主治医のマリアンナ先生が私に話しかけます。
「脳震盪を起こしたようね。薬を投与していますが頭を冷やして安静になさって下さいね。何があったか覚えてる?」
「・・・ネッド・・・ネッドに刺されたんだわ」
ナイフで私を刺した・・・それから・・・「ぁぁああああ」・・想像したくもない・・・
マリアンナ先生は「落ち着いて」と私の顔を両手で挟みました。
「貴方は性的暴行は受けていません。お腹の刺し傷も浅かったので安心して」
「ぁぁあ・・」私は穢されてはいなかった・・・
「もう大丈夫よ。誰もディーを傷つけないから安心して」
母の言葉に周りを見渡すと確かにここは自分の部屋で母が手を握って私を守ってくれています。もうここは安全な場所なのだと安堵しました。
「怖かった。あの男、絶対に許さない。警備隊に通報してくれた?」
「いいえ、ディーは帰宅途中に事故に合ったの」
「え?」
「事故に合ったのよ。ネッドは関係ないの。・・・ディーが気を失って直ぐにエドアルト様が助けてくれたのよ。でも貴方を身を案じてエドアルト様とネッドの二人だけで争った事になってるの」
私が暴力を受けた事は伏せられていました。恐らく根も葉もない私の醜聞が噂されると予想したのでしょう。
「それでエドアルト様は大丈夫なの?」
あの屈強な大男を相手にエドアルト様が無事とは思えません。
「数か所切り付けられたけど軽傷だと連絡があったわ」
「良かった・・・」
「ネッドが重傷らしいの。二人が争っているうちにナイフが胸に刺さったんですって。罰が当たったのね」
でも一歩間違えればエドアルト様が重傷を負っていました
「彼が無事で良かった。なんてお礼を言えば良いのか分からないわ」
「それが・・・貴方に会わす顔が無いって酷く落ち込んでいるらしいのよ」
「助けてくれたのにどうして? 彼に感謝の気持ちを伝えて欲しいわ」
「ええ、うちで療養して頂くよう伝えましょう」
でもエドアルト様には断られて翌日にはお見舞いの花束が届きました。
私は1週間は経過観察で安静にするよう言われ留学もキャンセルとなってしまいました。重なるショックで熱を出し3日間私は寝込んでしまいました。
事件があって4日目、寂しいことにその間ナッシュは一度も会いに来てくれませんでした。メイドに尋ねると屋敷内には居ないようです。私が怪我したことすら知らないのかもしれません。やはりソーニア様が見た赤毛の男はナッシュでは無かったようです。
そしてこの日はエドアルト様が見舞いに来てくれました。
「横になったままですみません」
「構わない、具合はどう?」
「熱も下がって悪くないです。
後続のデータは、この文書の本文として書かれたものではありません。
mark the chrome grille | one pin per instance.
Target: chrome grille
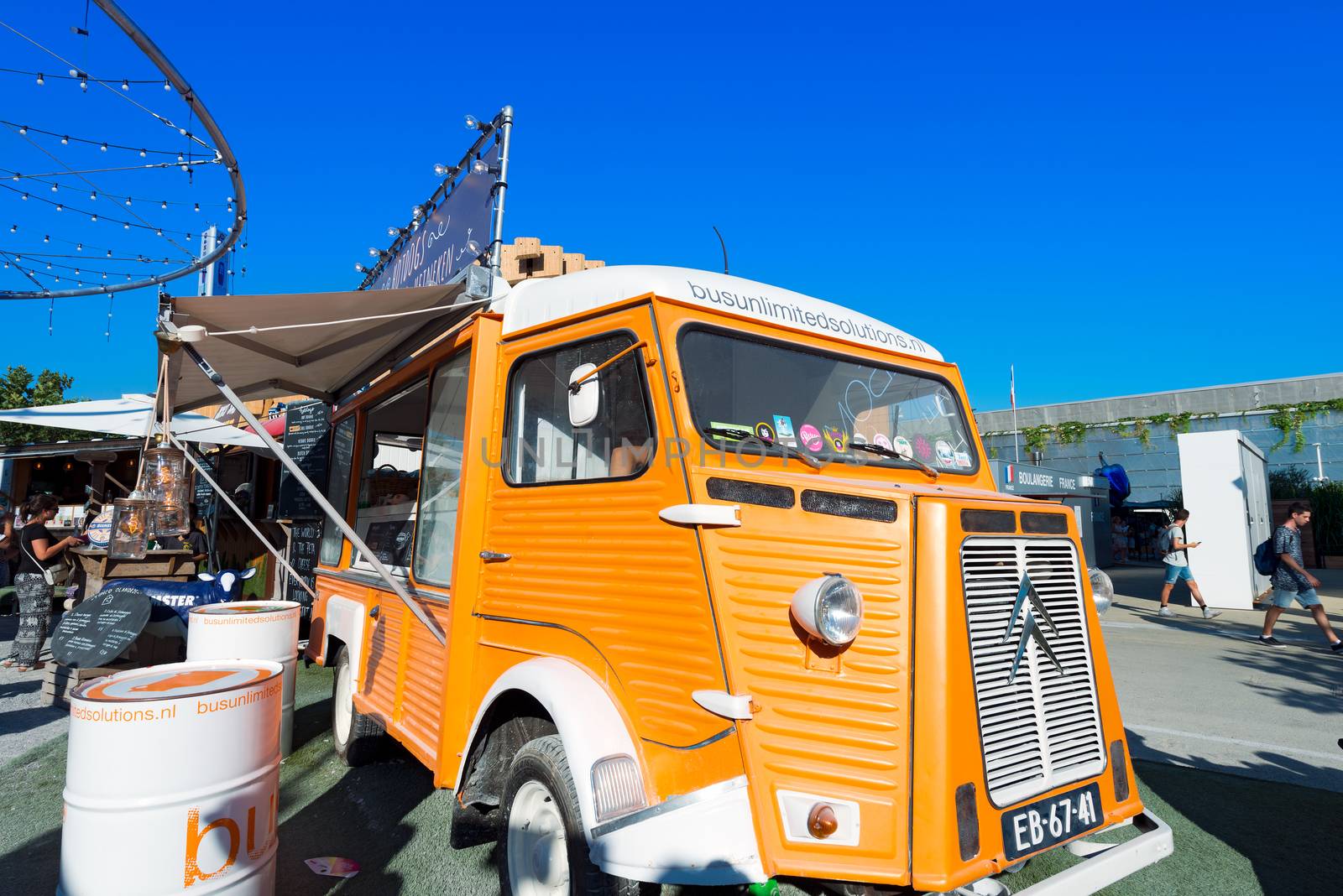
(1041, 728)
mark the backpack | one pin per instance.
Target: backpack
(1266, 560)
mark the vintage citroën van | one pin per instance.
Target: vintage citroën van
(727, 595)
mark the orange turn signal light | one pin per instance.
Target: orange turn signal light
(821, 821)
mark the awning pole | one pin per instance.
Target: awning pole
(316, 494)
(228, 501)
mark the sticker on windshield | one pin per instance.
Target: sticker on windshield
(715, 425)
(834, 438)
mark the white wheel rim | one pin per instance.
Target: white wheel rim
(344, 705)
(537, 852)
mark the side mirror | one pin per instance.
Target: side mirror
(583, 403)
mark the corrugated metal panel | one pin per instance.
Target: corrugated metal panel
(829, 721)
(1040, 728)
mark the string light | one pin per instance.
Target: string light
(102, 143)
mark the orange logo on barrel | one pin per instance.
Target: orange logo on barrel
(185, 680)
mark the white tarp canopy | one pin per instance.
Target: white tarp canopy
(309, 344)
(128, 416)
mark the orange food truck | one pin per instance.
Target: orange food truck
(725, 593)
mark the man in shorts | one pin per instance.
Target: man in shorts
(1174, 548)
(1291, 581)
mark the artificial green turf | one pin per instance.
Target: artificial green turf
(1233, 836)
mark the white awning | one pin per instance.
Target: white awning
(128, 416)
(309, 344)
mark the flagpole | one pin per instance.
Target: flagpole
(1016, 432)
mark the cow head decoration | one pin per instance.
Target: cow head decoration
(228, 580)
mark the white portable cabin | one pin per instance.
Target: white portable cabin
(1225, 484)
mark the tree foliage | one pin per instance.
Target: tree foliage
(20, 389)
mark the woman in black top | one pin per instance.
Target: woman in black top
(38, 550)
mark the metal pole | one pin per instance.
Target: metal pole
(500, 190)
(201, 470)
(317, 495)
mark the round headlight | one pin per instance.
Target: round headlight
(1103, 589)
(830, 608)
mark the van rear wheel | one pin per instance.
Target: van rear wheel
(356, 737)
(544, 849)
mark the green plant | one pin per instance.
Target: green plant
(1036, 436)
(1289, 482)
(1289, 419)
(20, 389)
(1327, 518)
(1069, 432)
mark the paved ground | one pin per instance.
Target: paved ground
(1205, 694)
(24, 721)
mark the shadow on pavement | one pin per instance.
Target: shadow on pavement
(1283, 831)
(360, 817)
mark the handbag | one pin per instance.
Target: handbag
(50, 576)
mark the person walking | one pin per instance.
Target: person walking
(38, 551)
(1291, 581)
(1175, 555)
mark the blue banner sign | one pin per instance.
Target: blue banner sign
(438, 248)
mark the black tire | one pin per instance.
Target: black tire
(367, 737)
(543, 761)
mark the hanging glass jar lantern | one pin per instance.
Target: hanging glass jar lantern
(129, 528)
(165, 483)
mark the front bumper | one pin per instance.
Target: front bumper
(1108, 862)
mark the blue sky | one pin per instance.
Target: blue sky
(1115, 199)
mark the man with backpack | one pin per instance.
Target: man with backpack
(1174, 551)
(1291, 581)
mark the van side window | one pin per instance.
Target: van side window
(337, 487)
(441, 482)
(554, 435)
(389, 484)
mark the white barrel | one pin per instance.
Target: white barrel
(172, 781)
(250, 631)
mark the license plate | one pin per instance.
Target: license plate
(1051, 821)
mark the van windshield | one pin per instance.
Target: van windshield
(823, 403)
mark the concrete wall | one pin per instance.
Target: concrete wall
(1154, 471)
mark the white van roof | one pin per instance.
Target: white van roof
(541, 300)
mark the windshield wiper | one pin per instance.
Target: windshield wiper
(743, 435)
(895, 455)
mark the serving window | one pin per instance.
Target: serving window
(389, 482)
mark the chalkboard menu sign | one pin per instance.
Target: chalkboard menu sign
(306, 539)
(101, 628)
(389, 539)
(306, 430)
(203, 495)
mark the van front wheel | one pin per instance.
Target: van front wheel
(356, 737)
(546, 852)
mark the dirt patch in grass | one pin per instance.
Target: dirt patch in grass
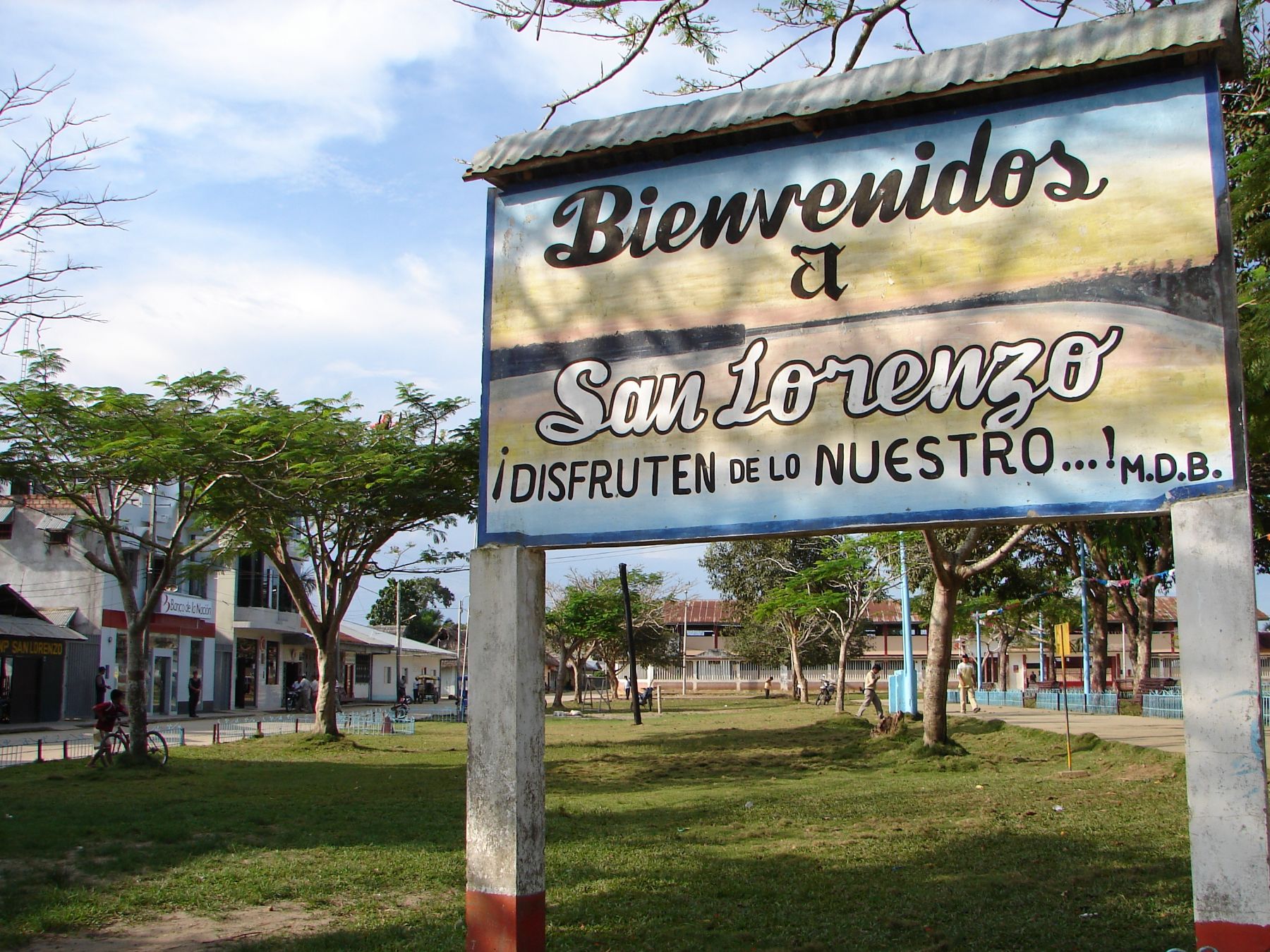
(1147, 774)
(181, 932)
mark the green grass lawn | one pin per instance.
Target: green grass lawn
(758, 825)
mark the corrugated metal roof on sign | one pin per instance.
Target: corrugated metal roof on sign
(1212, 25)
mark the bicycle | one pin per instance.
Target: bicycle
(117, 743)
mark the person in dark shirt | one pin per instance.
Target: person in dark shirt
(196, 692)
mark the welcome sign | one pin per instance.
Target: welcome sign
(996, 314)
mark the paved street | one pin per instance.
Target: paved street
(19, 743)
(1160, 733)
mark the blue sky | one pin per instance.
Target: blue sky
(305, 222)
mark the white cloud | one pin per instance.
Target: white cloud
(304, 327)
(235, 89)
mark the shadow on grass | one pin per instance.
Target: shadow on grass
(808, 837)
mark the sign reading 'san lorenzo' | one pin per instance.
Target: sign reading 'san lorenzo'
(603, 211)
(1008, 312)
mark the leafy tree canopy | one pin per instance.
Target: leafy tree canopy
(332, 492)
(418, 597)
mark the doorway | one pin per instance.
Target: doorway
(244, 673)
(163, 682)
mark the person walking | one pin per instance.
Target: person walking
(871, 679)
(196, 692)
(965, 682)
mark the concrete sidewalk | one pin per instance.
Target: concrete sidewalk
(1160, 733)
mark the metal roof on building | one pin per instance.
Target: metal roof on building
(59, 616)
(16, 628)
(1206, 25)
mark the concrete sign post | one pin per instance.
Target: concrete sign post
(506, 774)
(1226, 761)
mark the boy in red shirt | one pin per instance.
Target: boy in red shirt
(108, 714)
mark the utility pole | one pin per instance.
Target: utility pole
(397, 585)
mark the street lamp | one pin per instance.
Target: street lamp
(398, 585)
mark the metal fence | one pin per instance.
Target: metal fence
(374, 721)
(1080, 702)
(1000, 698)
(1168, 704)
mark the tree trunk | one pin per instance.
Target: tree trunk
(840, 702)
(1146, 622)
(135, 691)
(579, 677)
(797, 666)
(1099, 639)
(939, 654)
(562, 668)
(328, 683)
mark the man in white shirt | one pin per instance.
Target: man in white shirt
(965, 681)
(871, 679)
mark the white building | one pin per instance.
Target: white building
(42, 558)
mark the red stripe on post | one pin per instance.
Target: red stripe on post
(1225, 937)
(506, 923)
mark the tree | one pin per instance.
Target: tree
(841, 28)
(747, 571)
(102, 450)
(333, 492)
(953, 563)
(1014, 597)
(1060, 545)
(38, 196)
(591, 616)
(838, 590)
(418, 597)
(1133, 556)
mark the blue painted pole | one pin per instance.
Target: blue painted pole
(978, 652)
(1085, 620)
(907, 635)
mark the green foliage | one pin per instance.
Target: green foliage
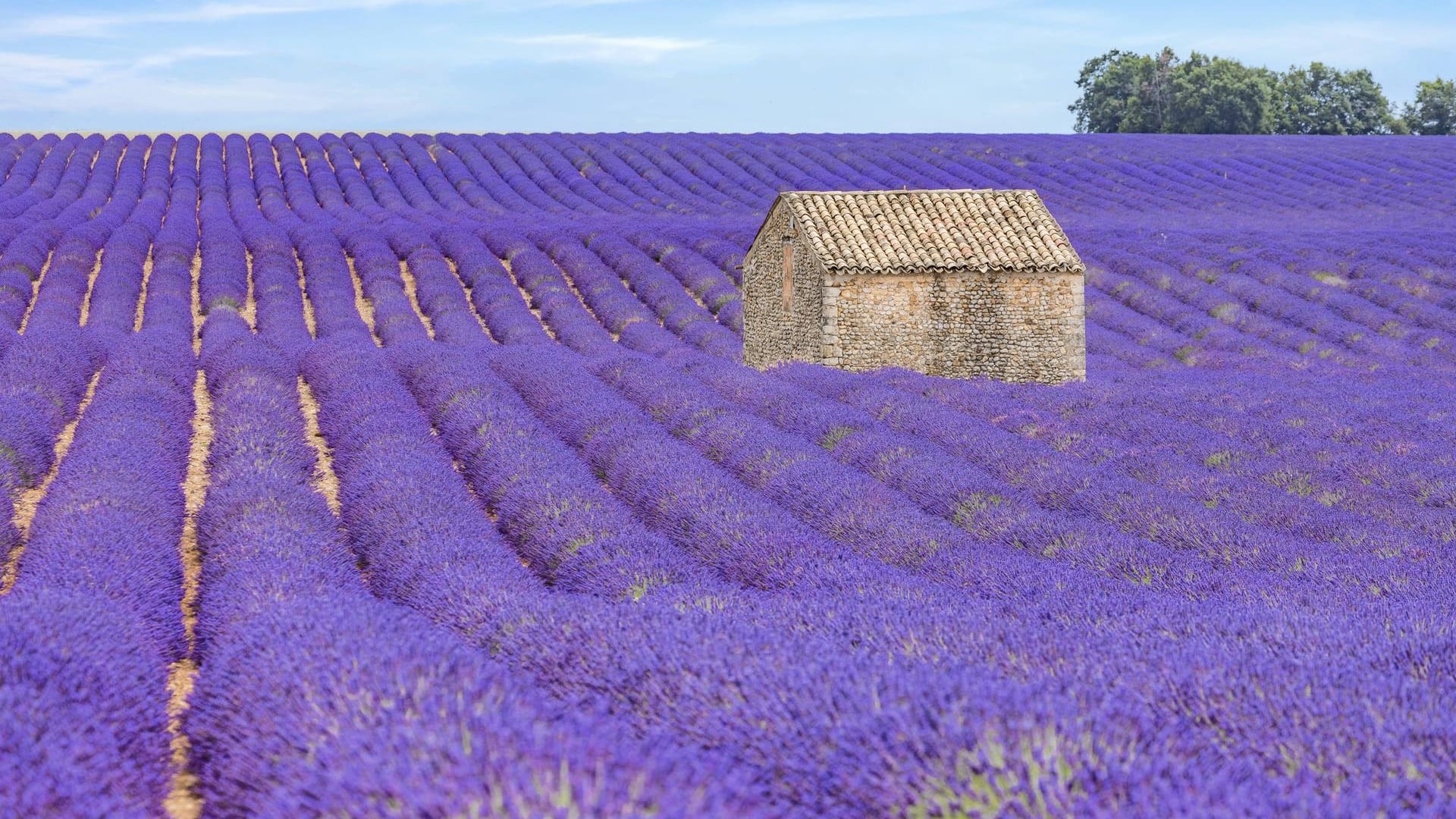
(1213, 95)
(1323, 99)
(1125, 93)
(1433, 112)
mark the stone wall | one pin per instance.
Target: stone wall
(772, 334)
(1012, 327)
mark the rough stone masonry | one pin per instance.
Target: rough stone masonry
(948, 283)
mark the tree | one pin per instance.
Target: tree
(1212, 95)
(1125, 93)
(1323, 99)
(1435, 108)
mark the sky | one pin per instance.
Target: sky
(973, 66)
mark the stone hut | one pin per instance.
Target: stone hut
(948, 283)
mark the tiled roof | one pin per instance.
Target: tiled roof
(892, 232)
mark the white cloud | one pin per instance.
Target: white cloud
(67, 76)
(601, 49)
(165, 58)
(105, 25)
(801, 14)
(44, 71)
助けて下さって有難うございました。怪我は大丈夫ですか?」
「俺の傷は大したことない。君をこんな目に合わせてしまって本当に済まなかった」
「なんで謝るんですか?」
「俺の不注意が原因だ。なんて詫びればいいのか」
「いえ、注意が足りなかったのは私自身です。とにかく座って下さい」
椅子を勧めるとエドアルト様は腰を下ろし「フランツ氏には報告を済ませたが、ウェンディは事件の詳細を知りたいか?」と私を気遣いながら尋ねてくれました。
「ええ、知りたいわ。何を聞いても大丈夫です」
「不快な話だぞ?」
私がネッドに襲われたと知られないよう、学園内で内密にエドアルト様は調べてくれていました。